Ne yapmalı idiler? Ne yapabilirlerdi ki!?..
Oturup
ağlamaktan ve şaşkın şaşkın dolaşmaktan başka ellerinden bir şey
gelmiyordu ki!..
Hastalığına
sahabelerinin çok üzüldüğünü haber alan sevgili Peygamberimiz,
Ali ile Fadl'ın kollarına girerek Mescid'e geldi ve minberin ilk
basamağına oturup, sahabelerine; "Ben'im için çok üzüldüğünüzü
haber aldım. Hangi peygamber ümmeti ile ebedî (sürekli) kaldı
ki, Ben de sizinle ebedî kalayım" dedi.
Sonra
kaderle ilgili temel konularda öğütler verdi, helallaştı ve minberden
inip evine gitti, yatağına uzandı.
Hazret-i
Bilâl, sabah ezanını erken okurdu. Sonra Peygamberimizin kapısına
gider, "Essalah yâ Resûlâllah"
diye peygamberimizi bekler ve birlikte Mescid'e gelirlerdi.

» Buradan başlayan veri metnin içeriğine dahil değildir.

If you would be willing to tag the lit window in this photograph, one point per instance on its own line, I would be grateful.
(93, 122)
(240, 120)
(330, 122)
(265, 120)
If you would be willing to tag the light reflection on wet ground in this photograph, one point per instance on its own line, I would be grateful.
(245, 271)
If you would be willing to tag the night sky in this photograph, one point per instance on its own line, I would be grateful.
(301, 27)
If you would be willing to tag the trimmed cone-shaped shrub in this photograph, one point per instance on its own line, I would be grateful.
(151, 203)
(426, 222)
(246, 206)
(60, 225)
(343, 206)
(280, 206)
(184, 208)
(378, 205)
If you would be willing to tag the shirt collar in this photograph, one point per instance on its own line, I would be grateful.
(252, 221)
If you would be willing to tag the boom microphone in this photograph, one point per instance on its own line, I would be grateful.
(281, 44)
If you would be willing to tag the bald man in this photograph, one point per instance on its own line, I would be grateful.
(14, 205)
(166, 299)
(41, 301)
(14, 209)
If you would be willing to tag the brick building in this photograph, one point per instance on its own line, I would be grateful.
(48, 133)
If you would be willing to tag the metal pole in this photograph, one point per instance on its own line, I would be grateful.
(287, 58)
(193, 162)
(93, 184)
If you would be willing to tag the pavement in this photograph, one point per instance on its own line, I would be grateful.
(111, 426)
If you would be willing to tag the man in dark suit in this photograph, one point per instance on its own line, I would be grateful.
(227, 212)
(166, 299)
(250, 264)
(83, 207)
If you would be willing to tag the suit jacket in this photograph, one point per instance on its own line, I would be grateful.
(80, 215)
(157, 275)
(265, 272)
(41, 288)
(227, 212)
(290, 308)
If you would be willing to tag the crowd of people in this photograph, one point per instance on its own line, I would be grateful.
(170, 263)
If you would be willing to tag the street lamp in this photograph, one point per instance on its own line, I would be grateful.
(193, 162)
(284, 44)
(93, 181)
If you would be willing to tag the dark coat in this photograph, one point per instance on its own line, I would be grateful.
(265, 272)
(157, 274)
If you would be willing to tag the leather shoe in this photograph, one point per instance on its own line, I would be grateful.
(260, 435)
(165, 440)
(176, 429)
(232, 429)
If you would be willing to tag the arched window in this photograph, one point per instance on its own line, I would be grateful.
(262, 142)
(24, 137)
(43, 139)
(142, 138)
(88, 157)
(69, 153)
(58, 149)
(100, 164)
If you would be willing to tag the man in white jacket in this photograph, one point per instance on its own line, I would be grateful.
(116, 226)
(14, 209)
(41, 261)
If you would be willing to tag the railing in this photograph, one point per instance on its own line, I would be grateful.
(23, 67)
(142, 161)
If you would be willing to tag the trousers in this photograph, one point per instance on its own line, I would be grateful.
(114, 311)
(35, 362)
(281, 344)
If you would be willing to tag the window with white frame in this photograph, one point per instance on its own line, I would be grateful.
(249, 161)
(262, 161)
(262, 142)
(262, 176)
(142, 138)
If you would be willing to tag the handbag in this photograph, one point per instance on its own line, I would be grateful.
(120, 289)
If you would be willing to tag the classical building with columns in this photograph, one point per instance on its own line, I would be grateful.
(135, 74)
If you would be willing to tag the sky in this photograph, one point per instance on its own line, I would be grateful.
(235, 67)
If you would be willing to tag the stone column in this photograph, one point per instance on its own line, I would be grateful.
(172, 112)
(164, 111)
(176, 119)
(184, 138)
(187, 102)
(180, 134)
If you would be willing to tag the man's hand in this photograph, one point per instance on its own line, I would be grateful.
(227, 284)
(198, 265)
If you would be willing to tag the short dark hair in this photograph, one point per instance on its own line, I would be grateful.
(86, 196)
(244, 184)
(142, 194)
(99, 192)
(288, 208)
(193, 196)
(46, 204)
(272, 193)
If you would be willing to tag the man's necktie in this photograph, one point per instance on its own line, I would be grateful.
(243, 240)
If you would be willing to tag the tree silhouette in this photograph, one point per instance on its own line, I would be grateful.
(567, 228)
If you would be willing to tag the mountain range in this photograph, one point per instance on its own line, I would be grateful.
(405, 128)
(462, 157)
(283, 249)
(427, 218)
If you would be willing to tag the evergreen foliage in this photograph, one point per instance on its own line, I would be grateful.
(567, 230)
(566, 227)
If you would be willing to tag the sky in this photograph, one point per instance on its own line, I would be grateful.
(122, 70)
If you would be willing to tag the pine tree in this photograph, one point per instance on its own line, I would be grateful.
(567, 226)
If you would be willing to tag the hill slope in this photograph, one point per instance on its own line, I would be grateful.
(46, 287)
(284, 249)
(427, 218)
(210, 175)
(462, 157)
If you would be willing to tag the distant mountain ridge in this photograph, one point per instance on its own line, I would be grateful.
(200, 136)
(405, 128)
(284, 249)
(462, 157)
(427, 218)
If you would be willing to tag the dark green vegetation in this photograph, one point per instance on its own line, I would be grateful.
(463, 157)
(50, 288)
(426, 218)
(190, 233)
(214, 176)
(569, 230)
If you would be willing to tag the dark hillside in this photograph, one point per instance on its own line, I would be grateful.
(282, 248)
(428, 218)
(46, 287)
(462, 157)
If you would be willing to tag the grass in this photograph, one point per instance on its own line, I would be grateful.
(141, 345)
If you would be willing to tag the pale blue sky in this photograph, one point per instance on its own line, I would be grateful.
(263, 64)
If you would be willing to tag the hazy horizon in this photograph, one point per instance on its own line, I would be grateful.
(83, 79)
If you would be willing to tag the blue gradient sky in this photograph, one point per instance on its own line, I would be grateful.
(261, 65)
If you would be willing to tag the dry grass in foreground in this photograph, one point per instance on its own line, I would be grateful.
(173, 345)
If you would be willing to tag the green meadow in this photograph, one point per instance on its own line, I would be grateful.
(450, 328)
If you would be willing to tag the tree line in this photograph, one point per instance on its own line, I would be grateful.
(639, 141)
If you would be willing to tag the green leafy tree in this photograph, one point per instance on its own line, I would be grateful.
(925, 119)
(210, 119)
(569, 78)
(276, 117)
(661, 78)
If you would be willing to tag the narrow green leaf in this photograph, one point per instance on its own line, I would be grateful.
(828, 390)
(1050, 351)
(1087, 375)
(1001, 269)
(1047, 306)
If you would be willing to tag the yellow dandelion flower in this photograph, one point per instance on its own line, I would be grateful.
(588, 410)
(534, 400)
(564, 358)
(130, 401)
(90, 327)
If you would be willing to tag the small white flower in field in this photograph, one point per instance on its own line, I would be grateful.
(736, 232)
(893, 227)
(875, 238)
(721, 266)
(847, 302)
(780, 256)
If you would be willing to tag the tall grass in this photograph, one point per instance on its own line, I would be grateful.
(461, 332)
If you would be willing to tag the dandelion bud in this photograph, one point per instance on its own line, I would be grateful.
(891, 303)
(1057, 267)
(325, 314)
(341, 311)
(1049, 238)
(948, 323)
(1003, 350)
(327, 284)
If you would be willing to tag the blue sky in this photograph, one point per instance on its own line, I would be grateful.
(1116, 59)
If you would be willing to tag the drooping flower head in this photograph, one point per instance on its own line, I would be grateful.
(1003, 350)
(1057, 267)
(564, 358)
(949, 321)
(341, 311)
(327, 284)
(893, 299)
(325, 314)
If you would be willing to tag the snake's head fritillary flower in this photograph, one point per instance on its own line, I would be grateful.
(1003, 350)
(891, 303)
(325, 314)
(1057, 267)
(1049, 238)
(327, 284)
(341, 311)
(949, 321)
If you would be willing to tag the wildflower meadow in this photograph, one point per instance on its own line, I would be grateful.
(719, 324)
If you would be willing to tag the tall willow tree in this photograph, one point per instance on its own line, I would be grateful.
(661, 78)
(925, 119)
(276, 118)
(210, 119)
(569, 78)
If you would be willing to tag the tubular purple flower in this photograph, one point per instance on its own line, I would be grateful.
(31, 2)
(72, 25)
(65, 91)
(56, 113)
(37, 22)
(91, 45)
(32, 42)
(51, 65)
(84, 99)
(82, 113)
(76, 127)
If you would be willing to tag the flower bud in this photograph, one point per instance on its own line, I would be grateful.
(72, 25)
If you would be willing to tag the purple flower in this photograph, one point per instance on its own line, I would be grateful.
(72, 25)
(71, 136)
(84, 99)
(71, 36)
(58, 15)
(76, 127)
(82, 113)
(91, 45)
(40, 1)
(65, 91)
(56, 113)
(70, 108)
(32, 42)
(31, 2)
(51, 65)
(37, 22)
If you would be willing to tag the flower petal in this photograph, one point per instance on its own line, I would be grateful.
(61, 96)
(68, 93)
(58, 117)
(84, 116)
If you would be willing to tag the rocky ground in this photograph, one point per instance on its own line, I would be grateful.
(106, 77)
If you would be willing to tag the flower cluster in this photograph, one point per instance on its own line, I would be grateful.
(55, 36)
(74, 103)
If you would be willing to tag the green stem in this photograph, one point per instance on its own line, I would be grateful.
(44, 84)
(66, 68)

Sevgili Peygamberimizin vefatına üç gün kalmıştı. Sabah ezanını
çok duygulu okuyan Hazret-i Bilâl,
"Essalah yâ Resûlalah" diye peygamber
kapısında bekliyordu.
Sevgili
Peygamberimiz ise, o anda çok rahatsızdı ve Mescid'e kadar gidecek
gücü yoktu.
Sevgili
Peygamberimiz, Hazret-i Âişe'ye; "Bilâl'e söyle, Ebû Bekir imam olsun, namazlarını
kılsınlar" dedi.
Mekke
müşriklerinin acımasızca yaptıkları işkencelere sabreden ve sarsılmayan
Bilâl, şimdi yıkılmıştı. İçi yandı, gözleri doldu, hiç konuşamadı
ve güçlükle mescide gitti.
Mescid'de
Peygamber'i bekleyen gözler, Bilâl'i yalnız ve bitkin bir halde
görünce bir şeyler sezdiler.
Hazret-i
Bilâl, doğrudan Hazret-i Ebû Bekir'in yanına gitti. Tek kelime
konuşamadı, ancak el işareti ile mihraba geçmesini ve namazı kıldırmasını
anlatabildi.
Bütün
sahabelerin gözleri dolmuştu, kimse konuşamıyordu ve namaz kılacak
güçleri kalmamıştı.
Hazret-i
Ebû Bekir, güçlükle kendini topladı, yavaş yavaş mihraba yürüdü
ve "Allahü Ekber" diye
tekbir aldı. Ama için için ağlıyor, okuyamıyordu.
Kadın,
erkek bütün sahabeler ağlaya ağlaya güçlükle namazı kıldılar.
12 Rebiûlevvel
Pazartesi günü sabahı, sevgili Peygamberimiz kendini biraz iyi
görünce, yavaş yavaş mescide gitti. Sahabelerini, Hazret-i Ebû
Bekir'in imametinde saf tutup namaz kıldıklarını görünce çok duygulandı
ve sevgili Peygamberimiz de oturduğu yerde Ebû Bekir'e uyarak
son namazını kıldı. Namazdan sonra doğruca evine gitti ve ölüm
yatağına uzandı.
Sevgili
Peygamberimizi sabah namazında Mescid'de görenler, iyileşiyor
ümidi ile çok sevindiler. Bir kısmı önemli işlerini görmek için
dağılırken, çoğunluk yine Mescid'de ve çevresinde kaldı.
Beşerin
müşterek kaderi olan ölümün belirtileri başlamıştı. Son peygamberin
yüzü nur gibi sararmış ve alnından inci taneleri gibi terler çıkmaya
başlamıştı.
Hazret-i
Aişe, sevgili Peygamberimizin mübarek başını göğsüne dayamış,
hem kendi göz yaşlarını, hem de sevgili Peygamberimizin terlerini
siliyordu.
Hazret-i
Fâtıma kendini tutamayarak ağlıyordu. Sevgili Peygamberimiz; "Ağlama kızım ağlama, senin gözyaşlarına
meleklerin kalbi dayanamıyor" dedi.
Fâtıma
ağlıyordu. Âişe ağlıyordu. Ezvâc-ı tâhirat ve Ümmü Eymen ağlıyordu.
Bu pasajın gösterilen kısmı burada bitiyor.